What training scale was used in the "Continual Pretraining" experiment (Tab. 7)? Was an evenly spaced expansion (e.g., 4K → 8K → 16K → 32K) used for context window sizes?
Table 7 shows results for 1B models pretrained on 100B high-quality Fineweb-Pro tokens, with a final target length of 32K. We did not employ gradual expansion for the Cont. Pretrain setup in Table 7. However, we agree that it is interesting to examine the evenly spaced expansion as suggested, and we conducted additional experiments. The results are shown below:
| Model | Standard Avg. | Long Avg. | MDQA | RULER |
|---|---|---|---|---|
| Constant | 50.7 | 9.7 | 12.8 | 6.6 |
| SkyLadder | 54.3 | 13.5 | 18.4 | 8.5 |
| Cont Pretrain (4K -> 8K -> 16K -> 32K) | 52.9 | 10.4 | 15.3 | 5.4 |
Although this gradual continual pretraining setup outperforms the baseline, SkyLadder still achieves the best performance across all tasks. This result indicates that the schedule should be applied from the beginning of pretraining, rather than only during the continual pretraining stage.
Does SkyLadder affect the model's ability to generalize to unseen sequence lengths?
Thanks for this interesting question. Our answer is that it improves the generalization ability to unseen lengths, as shown by the following observations.
First, we directly evaluate pretrained checkpoints trained with an 8K window on sequences longer than 8K, following the protocol in [1]. The table below shows the perplexity (PPL) on the GovReport dataset for different evaluation lengths (each column) up to 32K:
| Model | 8K | 12K | 16K | 24K | 32K |
|---|---|---|---|---|---|
| Random | 6.9 | 24.4 | 99.4 | 364.1 | 579.8 |
| + SkyLadder | 6.7 | 9.6 | 22.0 | 62.6 | 99.5 |
Interestingly, the SkyLadder model, with gradual expansion, achieves lower perplexity beyond the training length. In contrast, the PPL of the Random baseline quickly explodes.
Second, we also implemented long-context continual pretraining, where both models are extended from 8K to 32K using 2B additional tokens from [2]. We evaluate the models on the RULER benchmark.
| Model | 32K | 16K | 8K | 4K |
|---|---|---|---|---|
| Random | 27.2 | 38.6 | 41.8 | 51.1 |
| + SkyLadder | 29.8 | 40.3 | 47.9 | 55.7 |
In this case, the SkyLadder model outperforms the baseline as well. This confirms that gradual context expansion leads to a stronger model with better generalization to unseen lengths.
We hope our responses have addressed your concerns and clarified the contributions of our work. We would greatly appreciate it if you could consider raising your score.
References
[1] Peng et al. YaRN: Efficient Context Window Extension of Large Language Models. ICLR 2024.

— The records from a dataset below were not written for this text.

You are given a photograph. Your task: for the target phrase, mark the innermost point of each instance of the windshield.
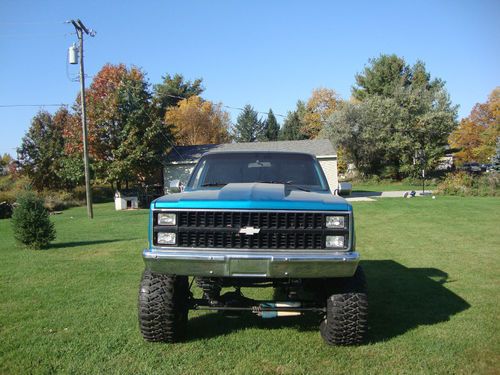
(295, 170)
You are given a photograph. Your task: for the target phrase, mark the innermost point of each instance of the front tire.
(163, 307)
(346, 319)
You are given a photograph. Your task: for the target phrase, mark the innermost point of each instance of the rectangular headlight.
(335, 221)
(335, 242)
(167, 238)
(167, 219)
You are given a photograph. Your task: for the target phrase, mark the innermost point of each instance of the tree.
(477, 135)
(41, 151)
(383, 135)
(386, 74)
(196, 121)
(293, 124)
(320, 106)
(249, 127)
(271, 127)
(126, 137)
(5, 162)
(172, 90)
(31, 223)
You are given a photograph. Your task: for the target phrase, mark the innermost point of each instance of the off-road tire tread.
(163, 308)
(346, 320)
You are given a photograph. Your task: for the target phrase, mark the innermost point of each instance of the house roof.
(317, 147)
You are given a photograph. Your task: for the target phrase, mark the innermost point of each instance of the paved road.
(368, 195)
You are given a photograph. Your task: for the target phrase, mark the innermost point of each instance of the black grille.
(235, 219)
(263, 240)
(277, 230)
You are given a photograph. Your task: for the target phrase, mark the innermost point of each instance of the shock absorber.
(211, 287)
(269, 310)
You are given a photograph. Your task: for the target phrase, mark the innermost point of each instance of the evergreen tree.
(293, 124)
(271, 128)
(31, 223)
(249, 127)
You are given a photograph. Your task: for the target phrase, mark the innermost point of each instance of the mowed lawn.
(432, 268)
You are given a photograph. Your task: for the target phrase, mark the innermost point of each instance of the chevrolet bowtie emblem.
(249, 231)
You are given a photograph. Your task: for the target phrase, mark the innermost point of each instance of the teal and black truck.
(253, 219)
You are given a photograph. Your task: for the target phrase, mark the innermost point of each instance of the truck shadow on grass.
(71, 244)
(400, 299)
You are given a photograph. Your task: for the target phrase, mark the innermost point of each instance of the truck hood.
(254, 196)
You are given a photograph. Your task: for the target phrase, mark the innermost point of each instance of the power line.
(33, 105)
(32, 23)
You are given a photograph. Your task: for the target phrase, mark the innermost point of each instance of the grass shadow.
(400, 299)
(365, 193)
(79, 243)
(216, 324)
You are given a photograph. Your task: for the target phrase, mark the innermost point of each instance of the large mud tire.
(163, 307)
(346, 318)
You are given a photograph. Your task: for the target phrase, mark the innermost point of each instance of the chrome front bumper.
(238, 263)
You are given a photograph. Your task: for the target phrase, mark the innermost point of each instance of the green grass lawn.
(432, 268)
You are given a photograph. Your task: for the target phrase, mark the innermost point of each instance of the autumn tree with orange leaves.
(196, 121)
(477, 134)
(320, 106)
(126, 138)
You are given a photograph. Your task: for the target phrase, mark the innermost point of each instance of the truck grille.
(234, 219)
(277, 229)
(263, 240)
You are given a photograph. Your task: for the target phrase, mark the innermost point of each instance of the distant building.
(181, 160)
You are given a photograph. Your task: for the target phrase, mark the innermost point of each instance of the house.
(126, 199)
(181, 160)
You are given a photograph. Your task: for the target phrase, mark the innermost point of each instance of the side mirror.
(175, 186)
(345, 188)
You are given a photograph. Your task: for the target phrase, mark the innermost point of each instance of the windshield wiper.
(287, 183)
(214, 184)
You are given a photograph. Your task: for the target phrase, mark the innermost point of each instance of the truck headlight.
(167, 219)
(335, 221)
(167, 238)
(335, 242)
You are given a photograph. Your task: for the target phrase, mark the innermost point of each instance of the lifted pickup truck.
(253, 219)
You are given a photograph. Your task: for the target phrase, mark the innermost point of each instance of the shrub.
(464, 184)
(31, 223)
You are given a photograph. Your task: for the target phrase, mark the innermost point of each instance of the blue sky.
(265, 53)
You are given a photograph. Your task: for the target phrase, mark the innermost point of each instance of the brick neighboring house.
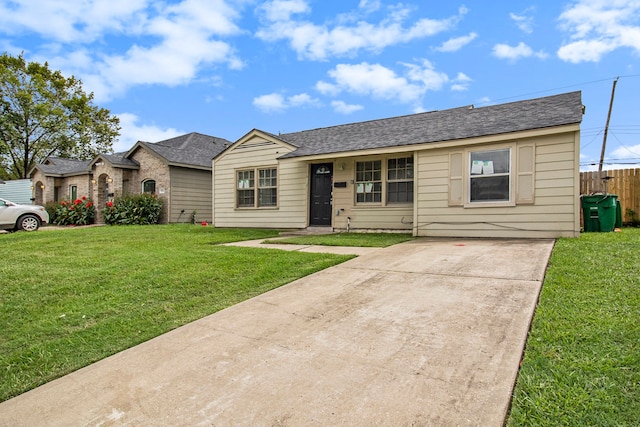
(178, 170)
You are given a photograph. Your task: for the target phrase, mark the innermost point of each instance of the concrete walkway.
(428, 332)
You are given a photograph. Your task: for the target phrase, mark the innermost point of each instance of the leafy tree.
(43, 113)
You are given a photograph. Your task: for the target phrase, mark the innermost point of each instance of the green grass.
(71, 297)
(375, 240)
(582, 361)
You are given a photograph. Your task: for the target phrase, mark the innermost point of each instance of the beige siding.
(258, 152)
(547, 210)
(190, 191)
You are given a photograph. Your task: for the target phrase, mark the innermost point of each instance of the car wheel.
(28, 223)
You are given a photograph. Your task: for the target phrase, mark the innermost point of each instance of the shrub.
(74, 212)
(142, 209)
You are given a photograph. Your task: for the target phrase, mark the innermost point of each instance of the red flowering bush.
(74, 212)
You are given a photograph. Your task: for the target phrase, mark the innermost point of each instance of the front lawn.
(581, 365)
(71, 297)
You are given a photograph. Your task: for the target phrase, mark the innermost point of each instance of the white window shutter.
(455, 179)
(525, 178)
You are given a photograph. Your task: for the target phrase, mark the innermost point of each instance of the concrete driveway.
(428, 332)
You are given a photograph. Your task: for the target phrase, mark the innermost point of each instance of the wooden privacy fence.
(623, 182)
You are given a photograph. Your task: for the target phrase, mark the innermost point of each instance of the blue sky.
(224, 67)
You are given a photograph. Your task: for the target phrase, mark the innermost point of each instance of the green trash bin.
(600, 212)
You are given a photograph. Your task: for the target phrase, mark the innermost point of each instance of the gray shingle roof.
(61, 166)
(446, 125)
(193, 149)
(120, 159)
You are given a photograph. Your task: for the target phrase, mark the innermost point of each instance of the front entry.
(321, 188)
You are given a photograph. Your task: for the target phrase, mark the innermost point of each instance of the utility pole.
(606, 127)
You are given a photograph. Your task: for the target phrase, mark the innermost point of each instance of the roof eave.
(476, 140)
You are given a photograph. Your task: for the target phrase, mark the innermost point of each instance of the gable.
(256, 144)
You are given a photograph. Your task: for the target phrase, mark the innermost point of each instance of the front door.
(321, 183)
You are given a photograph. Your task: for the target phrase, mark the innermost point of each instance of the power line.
(559, 88)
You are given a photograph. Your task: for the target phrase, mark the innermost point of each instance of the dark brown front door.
(321, 182)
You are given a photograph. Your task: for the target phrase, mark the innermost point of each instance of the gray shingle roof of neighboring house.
(60, 166)
(436, 126)
(192, 149)
(120, 159)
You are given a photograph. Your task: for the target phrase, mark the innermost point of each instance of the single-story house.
(508, 170)
(178, 170)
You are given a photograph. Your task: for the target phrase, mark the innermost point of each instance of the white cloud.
(168, 44)
(522, 50)
(597, 27)
(427, 75)
(132, 132)
(281, 10)
(461, 82)
(320, 42)
(376, 81)
(369, 5)
(523, 22)
(632, 152)
(270, 103)
(65, 21)
(275, 102)
(344, 108)
(379, 82)
(457, 43)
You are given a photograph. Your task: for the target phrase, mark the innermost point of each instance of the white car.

[2] Fu et al. Data Engineering for Scaling Language Models to 128K Context. ICML 2024.
I appreciate all the detailed explains to my concerns. After carefully referring to all other reviews, I decide to raise my rating.
Thank you for raising your score after considering our rebuttal. We appreciate your support and the insightful questions that help us improve the paper.

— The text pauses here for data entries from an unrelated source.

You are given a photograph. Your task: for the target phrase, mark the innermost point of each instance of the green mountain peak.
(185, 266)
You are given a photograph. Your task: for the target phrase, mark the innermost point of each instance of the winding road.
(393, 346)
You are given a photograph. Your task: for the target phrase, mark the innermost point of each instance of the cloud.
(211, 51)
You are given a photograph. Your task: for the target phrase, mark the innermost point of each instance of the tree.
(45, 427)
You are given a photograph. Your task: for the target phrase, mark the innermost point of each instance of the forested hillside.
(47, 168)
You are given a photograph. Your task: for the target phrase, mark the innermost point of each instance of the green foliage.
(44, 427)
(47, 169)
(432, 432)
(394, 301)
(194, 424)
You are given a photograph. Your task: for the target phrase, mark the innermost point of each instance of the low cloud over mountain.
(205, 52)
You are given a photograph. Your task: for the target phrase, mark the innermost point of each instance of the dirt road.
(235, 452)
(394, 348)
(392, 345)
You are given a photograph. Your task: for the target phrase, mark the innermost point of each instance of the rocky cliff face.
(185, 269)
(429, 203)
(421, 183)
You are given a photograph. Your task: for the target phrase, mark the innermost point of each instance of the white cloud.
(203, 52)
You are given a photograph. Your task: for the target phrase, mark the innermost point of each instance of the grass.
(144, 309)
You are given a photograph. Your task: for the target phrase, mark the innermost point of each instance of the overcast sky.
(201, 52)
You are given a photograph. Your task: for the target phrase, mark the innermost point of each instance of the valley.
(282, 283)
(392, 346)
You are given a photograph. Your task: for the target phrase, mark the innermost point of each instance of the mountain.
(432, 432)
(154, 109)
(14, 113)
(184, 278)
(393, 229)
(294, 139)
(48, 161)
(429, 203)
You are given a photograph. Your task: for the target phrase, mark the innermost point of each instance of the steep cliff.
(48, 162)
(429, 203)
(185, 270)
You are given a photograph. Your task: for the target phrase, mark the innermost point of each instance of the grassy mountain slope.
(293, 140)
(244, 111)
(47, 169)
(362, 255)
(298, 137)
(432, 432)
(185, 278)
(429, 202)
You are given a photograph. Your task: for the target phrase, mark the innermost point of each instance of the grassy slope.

The paper analyzes the effect of context window length on LLM pretraining and, based on these observations, introduces SkyLadder, a short-to-long context window curriculum. The method improves accuracy under a fixed token budget on standard tasks, while matching or exceeding performance on long-context tasks, with similar training speed improvements as well.
While some observations (e.g., the effect of context length during training) are already known in the community, and the method itself is not highly novel (e.g., related to long-context fine-tuning), the reviewers agreed that the context length analysis is well-designed and the experiments are thorough, spanning datasets, model sizes, and hyperparameters. The motivation is clear, and the proposed method is simple and effective. A remaining concern is that experiments extend only up to 3B parameters; the rebuttal offered some arguments, based on scaling trends, that the method should generalize to larger models.
Overall, the AC agrees that the paper makes a solid empirical contribution, with carefully designed analysis and a simple method that could be of significant practical benefit to the community. The paper is therefore recommended for acceptance.